El viernes siguiente, a Nicolás le ardía la mejilla derecha. La vergüenza lo había llevado, embotado, de regreso hacia la cabina donde ponía la música, encima de la pista de baile.
Sus manos guiaban por sí solas los controles en la consola, casi en automático.
Entonces, alguien dejó a su lado una botella de soda bien fría y un vaso con una rodaja de limón. Era Jonathan, uno de los bartenders.

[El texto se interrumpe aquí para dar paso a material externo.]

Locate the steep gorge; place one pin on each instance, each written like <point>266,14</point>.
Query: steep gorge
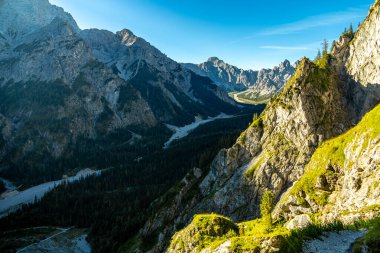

—Qué guantazo, ¿eh? —comentó el joven con la bandeja, mientras le servía el agua en el vaso—. Mireya ha sido muy dura, amigo. Y yo que pensé que esta vez sí iban a volver ustedes dos.
Nicolás balbuceó algo en respuesta, como para simular que la conversación estaba en marcha y que su compañero no insistiera. Pero sí que le dolía el rostro. La bofetada que su ex le había dado en el camino hacia los baños del club había sido fuerte. Tanto, que la cantidad de presencias luminosas estaban invadiendo el lugar y él seguía con la cabeza en otra parte.
—Es mejor que todo quede así, tienes razón —continuó Johnny, dando vueltas por la cabina con incomodidad—. Nico, en realidad yo venía a... Tengo que pedirte un favor...
El dj despertó de su tragedia amorosa con solo oírlo. La forma en que su amigo evitaba mirarlo, el hecho de que aprovechara su distracción en pleno horario laboral para acercarse, todo indicaba por dónde iban los tiros.
—No soy médium, Jonathan —aclaró, en voz bien alta—. No pienso meterme de nuevo en uno de tus negocios raros. Si necesitas esos servicios, mejor ve con mi padre o mis hermanos. Ellos te darán un descuento y lo harán bien, con todos los recaudos.
—Nico, esto es diferente, por fav...
—Basta. No voy a caer de nuevo —dijo, cerrando el tema, mientras aprovechaba el in crescendo del ritmo para aumentar poco a poco el volumen y eliminar a todos los fantasmas del club.
El barman contestó algo que él no escuchó, le palmeó el hombro y lo dejó a solas de nuevo, como él quería. Al menos, en ese instante. El vacío de esa cabina era el de su alma, sin rumbo ni planes reales. Solo era un niño jugando a esconderse tras una cortina de sonidos. ¿Cuánto duraría en ese juego? ¿Viviría así para siempre? ¿Y si aquel truco dejaba de funcionar?
En eso estaba, cuando en el reloj dieron las dos de la mañana. Giró la perilla al máximo, poniendo los tímpanos de los presentes a prueba, y suspiró aliviado. La oscuridad era sinónimo de tranquilidad. Las luces tenues de colores que pasaban por la pista eran un descanso para sus ojos sensibles.
Segundos después, el regreso de la muchacha brillando de blanco, en frente a la cabina, hizo que su corazón diese un vuelco. No había remedio. El refugio estaba agrietándose.